One way to postpone such an argument, is by paying each other later with a ‘tikkie’. The Dutch use this app to send each other money, sometimes minuscule amounts. Chances are that at some point you will wake up to a tikkie for an expensive cocktail you thought you were getting for free.
Looking for a shared student apartment, for instance at campus Uilenstede, you often have to take part in the process of ‘hospiteren’. As part of a group of interested visitors, you go to the apartment to meet the people living there and prove that you are the ideal flatmate. If you want to stand a chance, you have to present yourself as fun, wild, adventurous, ‘gezellig’ and easy-going, while at the same time being clean, down-to-earth, helpful and quiet. Good luck with that.
Fishing for compliments
The Dutch are known for being straightforward. That sounds pleasant, but what it actually means is that you’re probably going to have your ego bruised from time to time. If you ask a Dutch person what they think of your shoes, they might tell you that you picked a wrong colour, your feet are abnormally sized and you walk funny. Don’t take it personally. They’re ‘just being honest’.

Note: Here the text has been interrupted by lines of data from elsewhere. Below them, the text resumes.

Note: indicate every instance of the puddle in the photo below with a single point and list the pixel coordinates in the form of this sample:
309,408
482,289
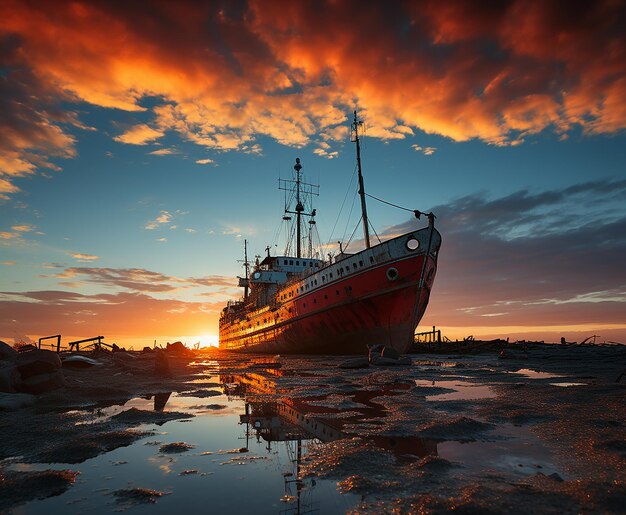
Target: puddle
535,374
233,466
566,385
462,390
512,450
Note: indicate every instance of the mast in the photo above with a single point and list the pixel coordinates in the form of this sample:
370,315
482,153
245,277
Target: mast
299,208
355,137
302,191
246,265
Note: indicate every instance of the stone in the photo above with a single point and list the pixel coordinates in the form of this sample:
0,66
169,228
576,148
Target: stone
14,401
9,376
177,348
36,362
77,361
375,351
391,353
7,353
362,362
161,364
42,383
388,362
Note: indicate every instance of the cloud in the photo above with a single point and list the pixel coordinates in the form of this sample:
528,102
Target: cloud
228,74
163,152
325,153
164,217
83,257
124,314
16,233
139,135
34,131
142,280
427,151
531,258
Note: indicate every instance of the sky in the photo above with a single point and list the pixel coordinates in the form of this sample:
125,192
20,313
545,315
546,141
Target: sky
141,143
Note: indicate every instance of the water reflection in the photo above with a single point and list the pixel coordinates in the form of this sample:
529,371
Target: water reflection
274,418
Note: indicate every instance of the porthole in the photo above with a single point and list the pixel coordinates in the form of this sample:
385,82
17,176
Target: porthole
392,273
412,244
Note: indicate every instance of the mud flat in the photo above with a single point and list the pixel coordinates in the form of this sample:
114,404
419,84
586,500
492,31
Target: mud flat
539,429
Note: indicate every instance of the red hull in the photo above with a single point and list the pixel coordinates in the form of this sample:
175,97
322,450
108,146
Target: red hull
369,306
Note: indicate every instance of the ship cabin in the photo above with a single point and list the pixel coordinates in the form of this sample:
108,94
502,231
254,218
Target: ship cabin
279,269
274,271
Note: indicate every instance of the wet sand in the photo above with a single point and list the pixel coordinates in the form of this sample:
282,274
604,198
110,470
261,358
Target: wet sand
540,429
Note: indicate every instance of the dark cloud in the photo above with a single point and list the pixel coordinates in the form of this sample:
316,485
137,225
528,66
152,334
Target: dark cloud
228,72
564,266
142,280
130,314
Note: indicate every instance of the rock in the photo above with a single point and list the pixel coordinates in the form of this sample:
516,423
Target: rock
35,362
28,347
42,383
122,355
9,376
355,363
161,364
14,401
391,353
176,348
78,361
388,362
176,447
375,351
7,353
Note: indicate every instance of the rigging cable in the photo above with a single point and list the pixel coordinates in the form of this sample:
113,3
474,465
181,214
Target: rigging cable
330,239
373,229
416,212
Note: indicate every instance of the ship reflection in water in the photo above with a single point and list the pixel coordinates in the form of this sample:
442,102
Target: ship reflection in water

Keep in mind that complaining is a national pastime in the Netherlands
Keep in mind that complaining is a national pastime in the Netherlands. It’s completely normal to remark that the weather sucks, the food you ordered is not very ‘lekker’ and public transportation is a disaster. “God, my colleagues are jerks, my boss is a dictator and the meetings go on forever”, a Dutch person might say. Ask them if they’re looking for other opportunities and they’ll respond: “Are you nuts? I love my job!”
Get out of the way
You may have heard about Dutch cycling culture in idyllic terms. Many Dutch folks use bikes as a healthy and green alternative to motorized vehicles. Seeing those cyclists first-hand can be a wondrous experience. Some Dutch people cruise through the city with a phone in one hand and a ‘boterham’ in the other, seemingly utilizing telepathy to make turns.
Yet you may quickly be reminded that many cyclists in the city are in a rush, on their way to work, class or an appointment at the ‘huisarts’. That means that if you get in the way, they may angrily ring their bells at you and dangerously zip by without slowing down.
You can score a bicycle from ‘Marktplaats’, or from the sketchy guy down the block. Buying them cheaply is advisable, because there’s a good chance your bike will be stolen and sold by the aforementioned sketchy guy down the block.